Ted Gaines is losing credibility here. Go read the numerous analyses to date, from many different sources, and they all agree that the new cap and trade mandate is estimated to be adding roughly 2 cents/gallon since being enacted on gasoline. 76 cents/gallon? Nothing like made up numbers and scare tactics to generate a fictitious sense of emergency and a self-created false crisis that he can then 'rescue" us from. Thanks Dan. Prices are down, way down. Get a grip. Absolutely no evidence to back up his exaggerated alarmist claims and lots of evidence to the contrary. The only news here is that politicians still have no idea what they're talking about and continue to avoid the real problems at hand.

January 27, 2015

Ladson Isaac

Ideally, we wouldn't need a mechanism to enforce pollution and healthy air standards; however, history shows the hydrocarbon industries take the adversarial tact; they would rather spend money on TV PR, lawyers and political influence than cooperate and comply with regulatory requirements. I just watched a commercial telling me how fracking is good for me, nonsense, I know better.

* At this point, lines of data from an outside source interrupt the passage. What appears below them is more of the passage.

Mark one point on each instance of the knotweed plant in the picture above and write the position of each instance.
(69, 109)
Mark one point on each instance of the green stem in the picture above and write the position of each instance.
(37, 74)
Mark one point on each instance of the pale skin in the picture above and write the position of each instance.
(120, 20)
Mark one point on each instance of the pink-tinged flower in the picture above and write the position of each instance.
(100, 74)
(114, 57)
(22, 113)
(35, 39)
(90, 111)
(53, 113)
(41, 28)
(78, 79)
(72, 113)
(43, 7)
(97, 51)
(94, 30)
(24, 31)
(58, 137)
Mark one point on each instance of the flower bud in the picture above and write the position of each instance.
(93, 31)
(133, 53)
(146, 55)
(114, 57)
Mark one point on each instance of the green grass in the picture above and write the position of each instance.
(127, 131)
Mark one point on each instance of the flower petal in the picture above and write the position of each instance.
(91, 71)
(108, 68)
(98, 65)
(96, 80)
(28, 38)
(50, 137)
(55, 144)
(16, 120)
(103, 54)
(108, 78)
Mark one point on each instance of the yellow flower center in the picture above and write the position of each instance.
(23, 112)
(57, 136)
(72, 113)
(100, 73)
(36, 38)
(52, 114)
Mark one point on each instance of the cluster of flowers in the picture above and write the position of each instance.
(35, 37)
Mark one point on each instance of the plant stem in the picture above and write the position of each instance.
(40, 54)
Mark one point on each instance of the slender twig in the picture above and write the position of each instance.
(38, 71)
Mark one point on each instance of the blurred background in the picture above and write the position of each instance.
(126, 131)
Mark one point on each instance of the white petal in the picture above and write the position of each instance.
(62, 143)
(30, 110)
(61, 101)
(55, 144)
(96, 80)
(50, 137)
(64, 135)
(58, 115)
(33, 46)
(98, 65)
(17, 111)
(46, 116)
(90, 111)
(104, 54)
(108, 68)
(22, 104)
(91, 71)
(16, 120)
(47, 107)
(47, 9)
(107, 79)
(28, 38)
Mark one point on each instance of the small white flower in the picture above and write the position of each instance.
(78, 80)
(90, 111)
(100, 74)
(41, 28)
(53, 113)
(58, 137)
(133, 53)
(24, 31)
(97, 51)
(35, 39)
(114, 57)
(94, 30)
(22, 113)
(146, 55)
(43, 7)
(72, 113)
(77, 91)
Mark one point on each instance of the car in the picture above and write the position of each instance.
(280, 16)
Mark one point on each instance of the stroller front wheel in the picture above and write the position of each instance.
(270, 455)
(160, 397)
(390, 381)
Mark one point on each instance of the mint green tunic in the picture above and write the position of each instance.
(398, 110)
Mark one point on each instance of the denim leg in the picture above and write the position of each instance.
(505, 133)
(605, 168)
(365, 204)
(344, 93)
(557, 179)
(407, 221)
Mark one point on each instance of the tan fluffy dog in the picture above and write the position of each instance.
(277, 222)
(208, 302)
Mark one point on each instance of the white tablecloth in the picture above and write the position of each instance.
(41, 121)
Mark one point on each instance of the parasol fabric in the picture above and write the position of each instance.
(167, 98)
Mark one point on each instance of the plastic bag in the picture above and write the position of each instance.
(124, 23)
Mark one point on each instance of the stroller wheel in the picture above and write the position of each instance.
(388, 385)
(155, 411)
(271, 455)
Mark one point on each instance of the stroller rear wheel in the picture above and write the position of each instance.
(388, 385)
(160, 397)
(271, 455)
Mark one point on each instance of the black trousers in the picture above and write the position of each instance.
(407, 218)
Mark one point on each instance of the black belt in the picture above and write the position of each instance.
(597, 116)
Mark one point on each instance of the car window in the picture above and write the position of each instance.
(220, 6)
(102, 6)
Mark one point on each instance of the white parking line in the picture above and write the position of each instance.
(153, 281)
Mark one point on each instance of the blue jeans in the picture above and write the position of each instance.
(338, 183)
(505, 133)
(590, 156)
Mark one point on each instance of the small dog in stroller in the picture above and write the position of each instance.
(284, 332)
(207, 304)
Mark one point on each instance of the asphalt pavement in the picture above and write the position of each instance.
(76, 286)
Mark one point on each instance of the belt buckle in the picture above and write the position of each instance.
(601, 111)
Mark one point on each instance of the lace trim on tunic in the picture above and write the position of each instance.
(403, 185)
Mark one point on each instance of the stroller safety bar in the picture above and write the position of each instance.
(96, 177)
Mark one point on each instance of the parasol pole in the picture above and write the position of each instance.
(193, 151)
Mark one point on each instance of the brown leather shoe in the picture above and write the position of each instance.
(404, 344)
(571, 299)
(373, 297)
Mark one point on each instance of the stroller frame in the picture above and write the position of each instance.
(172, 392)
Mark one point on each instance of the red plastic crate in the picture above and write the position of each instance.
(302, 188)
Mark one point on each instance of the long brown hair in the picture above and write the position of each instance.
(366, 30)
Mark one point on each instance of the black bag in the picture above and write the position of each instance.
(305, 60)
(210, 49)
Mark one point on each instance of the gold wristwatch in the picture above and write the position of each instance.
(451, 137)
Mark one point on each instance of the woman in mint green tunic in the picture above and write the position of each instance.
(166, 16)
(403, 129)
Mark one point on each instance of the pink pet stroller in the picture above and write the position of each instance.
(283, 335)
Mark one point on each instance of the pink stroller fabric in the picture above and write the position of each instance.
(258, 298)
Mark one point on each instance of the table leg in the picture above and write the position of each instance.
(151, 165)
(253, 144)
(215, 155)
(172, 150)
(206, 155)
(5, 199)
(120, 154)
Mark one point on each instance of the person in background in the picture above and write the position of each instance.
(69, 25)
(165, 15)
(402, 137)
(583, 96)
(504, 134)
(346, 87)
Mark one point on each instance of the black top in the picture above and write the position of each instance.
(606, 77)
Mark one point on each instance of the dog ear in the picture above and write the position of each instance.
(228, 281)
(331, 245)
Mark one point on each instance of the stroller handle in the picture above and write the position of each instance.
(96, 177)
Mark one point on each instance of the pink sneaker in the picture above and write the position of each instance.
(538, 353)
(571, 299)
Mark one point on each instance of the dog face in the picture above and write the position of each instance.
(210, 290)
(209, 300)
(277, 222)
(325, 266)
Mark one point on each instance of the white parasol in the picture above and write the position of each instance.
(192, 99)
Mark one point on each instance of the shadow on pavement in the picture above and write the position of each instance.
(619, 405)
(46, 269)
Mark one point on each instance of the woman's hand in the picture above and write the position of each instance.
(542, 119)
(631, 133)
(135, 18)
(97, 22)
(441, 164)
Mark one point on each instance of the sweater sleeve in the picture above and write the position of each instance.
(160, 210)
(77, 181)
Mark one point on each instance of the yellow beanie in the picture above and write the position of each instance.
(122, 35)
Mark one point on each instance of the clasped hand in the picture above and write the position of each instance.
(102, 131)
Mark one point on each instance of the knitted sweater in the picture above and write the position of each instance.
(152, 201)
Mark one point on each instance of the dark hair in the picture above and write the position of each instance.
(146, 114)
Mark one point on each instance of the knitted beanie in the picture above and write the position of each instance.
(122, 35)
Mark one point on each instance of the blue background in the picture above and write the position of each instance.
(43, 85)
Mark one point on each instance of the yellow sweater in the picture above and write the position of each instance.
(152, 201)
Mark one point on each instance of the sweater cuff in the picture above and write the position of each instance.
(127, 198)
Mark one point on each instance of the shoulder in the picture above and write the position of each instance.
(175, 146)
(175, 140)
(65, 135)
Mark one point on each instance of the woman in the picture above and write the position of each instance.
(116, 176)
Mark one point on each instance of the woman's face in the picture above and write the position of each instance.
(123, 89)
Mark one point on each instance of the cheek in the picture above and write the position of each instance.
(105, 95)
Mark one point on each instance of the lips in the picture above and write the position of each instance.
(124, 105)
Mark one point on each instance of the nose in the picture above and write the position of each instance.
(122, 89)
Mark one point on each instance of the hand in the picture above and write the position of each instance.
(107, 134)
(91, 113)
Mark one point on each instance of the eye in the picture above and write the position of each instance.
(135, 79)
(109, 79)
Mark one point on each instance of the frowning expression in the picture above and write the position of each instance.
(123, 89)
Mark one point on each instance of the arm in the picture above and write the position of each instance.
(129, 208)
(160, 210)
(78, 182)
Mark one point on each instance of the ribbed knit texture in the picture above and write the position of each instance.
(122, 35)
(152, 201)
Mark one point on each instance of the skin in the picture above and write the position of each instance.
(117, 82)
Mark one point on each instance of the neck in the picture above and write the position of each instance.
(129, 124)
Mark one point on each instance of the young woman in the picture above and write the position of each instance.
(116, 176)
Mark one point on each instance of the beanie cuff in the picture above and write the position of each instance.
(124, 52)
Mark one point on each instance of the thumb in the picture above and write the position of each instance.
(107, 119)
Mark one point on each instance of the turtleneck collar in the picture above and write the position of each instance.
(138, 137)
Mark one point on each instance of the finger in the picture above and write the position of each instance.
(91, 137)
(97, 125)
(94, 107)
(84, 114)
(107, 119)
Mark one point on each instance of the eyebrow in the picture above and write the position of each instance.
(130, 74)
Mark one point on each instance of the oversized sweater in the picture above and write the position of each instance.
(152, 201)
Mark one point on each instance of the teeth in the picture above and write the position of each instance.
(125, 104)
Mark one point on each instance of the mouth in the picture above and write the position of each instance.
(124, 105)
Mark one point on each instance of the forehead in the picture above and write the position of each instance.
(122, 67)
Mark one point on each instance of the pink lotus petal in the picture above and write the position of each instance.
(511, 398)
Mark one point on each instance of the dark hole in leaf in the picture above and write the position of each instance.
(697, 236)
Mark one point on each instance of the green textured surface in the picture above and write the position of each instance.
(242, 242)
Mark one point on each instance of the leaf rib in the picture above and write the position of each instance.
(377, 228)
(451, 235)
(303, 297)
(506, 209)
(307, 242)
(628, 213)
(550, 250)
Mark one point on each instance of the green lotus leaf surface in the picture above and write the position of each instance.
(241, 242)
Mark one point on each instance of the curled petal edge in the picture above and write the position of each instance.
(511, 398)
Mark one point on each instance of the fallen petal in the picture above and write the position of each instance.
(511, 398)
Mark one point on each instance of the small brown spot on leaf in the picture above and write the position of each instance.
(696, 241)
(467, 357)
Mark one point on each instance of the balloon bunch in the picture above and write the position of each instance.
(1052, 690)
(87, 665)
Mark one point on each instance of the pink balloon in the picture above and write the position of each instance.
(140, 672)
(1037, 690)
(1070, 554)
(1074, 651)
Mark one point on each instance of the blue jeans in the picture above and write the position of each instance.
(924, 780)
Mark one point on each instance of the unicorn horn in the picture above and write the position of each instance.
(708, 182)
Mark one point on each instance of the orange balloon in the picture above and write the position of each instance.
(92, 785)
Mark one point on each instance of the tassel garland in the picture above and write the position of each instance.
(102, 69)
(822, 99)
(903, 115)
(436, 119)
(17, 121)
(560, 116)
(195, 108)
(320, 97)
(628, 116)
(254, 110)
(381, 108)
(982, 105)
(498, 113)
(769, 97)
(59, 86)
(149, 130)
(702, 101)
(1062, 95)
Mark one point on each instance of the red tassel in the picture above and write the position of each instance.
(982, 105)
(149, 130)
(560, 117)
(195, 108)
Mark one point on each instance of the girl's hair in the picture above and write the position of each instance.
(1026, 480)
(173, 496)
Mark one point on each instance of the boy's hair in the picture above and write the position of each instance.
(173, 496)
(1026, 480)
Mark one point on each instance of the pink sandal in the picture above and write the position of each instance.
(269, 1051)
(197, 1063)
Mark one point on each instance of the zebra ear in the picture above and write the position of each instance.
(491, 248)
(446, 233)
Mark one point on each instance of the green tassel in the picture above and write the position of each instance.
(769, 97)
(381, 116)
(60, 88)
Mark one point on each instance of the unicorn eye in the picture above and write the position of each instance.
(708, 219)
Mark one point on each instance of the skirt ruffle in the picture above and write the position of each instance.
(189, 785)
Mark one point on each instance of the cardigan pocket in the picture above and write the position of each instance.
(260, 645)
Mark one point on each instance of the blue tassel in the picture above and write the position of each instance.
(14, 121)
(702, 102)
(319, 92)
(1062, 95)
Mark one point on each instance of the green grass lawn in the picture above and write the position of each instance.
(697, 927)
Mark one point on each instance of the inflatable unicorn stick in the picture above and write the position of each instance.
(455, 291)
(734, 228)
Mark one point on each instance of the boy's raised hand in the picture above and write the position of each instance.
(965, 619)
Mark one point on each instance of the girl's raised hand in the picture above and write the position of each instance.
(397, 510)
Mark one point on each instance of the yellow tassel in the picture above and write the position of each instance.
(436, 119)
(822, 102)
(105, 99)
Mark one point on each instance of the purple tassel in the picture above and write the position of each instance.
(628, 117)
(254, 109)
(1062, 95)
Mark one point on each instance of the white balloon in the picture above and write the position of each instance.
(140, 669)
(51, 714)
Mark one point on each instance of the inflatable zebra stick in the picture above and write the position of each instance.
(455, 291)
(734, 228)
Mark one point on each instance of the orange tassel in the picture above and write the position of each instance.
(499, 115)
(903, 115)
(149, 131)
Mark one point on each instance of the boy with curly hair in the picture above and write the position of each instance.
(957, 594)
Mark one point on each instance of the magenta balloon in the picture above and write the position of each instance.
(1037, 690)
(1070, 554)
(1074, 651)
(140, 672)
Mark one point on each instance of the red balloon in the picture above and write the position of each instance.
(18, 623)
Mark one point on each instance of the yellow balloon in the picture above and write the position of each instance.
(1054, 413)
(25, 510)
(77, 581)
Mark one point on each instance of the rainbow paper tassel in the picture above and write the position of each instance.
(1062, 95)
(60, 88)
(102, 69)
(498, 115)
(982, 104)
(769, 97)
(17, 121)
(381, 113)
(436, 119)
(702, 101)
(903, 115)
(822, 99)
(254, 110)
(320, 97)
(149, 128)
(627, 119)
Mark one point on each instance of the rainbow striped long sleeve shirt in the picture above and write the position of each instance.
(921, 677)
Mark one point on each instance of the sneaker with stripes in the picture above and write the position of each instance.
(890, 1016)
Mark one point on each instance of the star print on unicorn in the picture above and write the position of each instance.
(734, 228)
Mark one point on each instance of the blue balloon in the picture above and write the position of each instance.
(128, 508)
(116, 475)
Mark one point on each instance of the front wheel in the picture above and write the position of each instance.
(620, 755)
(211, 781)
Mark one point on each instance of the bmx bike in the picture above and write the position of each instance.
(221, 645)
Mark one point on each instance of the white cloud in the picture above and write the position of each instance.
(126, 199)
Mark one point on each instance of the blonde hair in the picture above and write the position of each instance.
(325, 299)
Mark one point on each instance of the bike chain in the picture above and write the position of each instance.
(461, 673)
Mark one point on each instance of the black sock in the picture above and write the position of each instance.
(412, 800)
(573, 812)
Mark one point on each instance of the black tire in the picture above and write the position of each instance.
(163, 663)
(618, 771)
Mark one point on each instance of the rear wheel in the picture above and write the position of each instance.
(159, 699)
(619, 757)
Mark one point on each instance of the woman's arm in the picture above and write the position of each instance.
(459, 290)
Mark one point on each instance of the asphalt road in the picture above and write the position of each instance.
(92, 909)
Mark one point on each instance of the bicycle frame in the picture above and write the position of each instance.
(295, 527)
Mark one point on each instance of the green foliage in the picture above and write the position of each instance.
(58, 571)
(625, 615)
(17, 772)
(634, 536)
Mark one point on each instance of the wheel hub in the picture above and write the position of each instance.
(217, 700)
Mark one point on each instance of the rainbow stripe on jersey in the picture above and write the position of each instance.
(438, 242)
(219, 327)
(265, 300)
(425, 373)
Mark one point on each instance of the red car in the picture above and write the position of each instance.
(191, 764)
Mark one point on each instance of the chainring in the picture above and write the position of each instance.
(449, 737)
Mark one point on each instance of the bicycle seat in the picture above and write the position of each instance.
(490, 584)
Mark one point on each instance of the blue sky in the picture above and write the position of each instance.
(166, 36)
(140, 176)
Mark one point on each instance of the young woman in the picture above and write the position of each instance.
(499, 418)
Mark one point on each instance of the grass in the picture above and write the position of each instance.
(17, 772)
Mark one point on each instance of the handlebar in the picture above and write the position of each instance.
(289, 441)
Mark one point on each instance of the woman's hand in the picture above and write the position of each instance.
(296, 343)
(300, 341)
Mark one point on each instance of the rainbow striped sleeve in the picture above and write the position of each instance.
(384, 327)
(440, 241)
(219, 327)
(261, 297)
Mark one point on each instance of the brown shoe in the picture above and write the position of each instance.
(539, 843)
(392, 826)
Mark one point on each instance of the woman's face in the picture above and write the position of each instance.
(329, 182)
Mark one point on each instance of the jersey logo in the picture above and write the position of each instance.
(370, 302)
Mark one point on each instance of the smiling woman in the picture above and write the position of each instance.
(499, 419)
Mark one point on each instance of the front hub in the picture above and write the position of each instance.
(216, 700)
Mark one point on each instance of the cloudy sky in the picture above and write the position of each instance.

The legislature doesn't make laws to attack the hydrocarbon people. They create laws to promote the general welfare, just as it says in our U.S. Constitution. The hydrocarbon bloc in Congress and the State Capital would be welcomed by those of us seeking a better, longer life for our kind; I invite them to invest their billions in developing and installing new forms of clean, renewable energy instead of fighting so hard to maintain the Status Quo. Hydrocarbon energy is obsolete; Lets move on. It's time to put away the Party's attack talking points and decide the issues with knowledge and heart; What's best for the American people is all you need to guide your activities.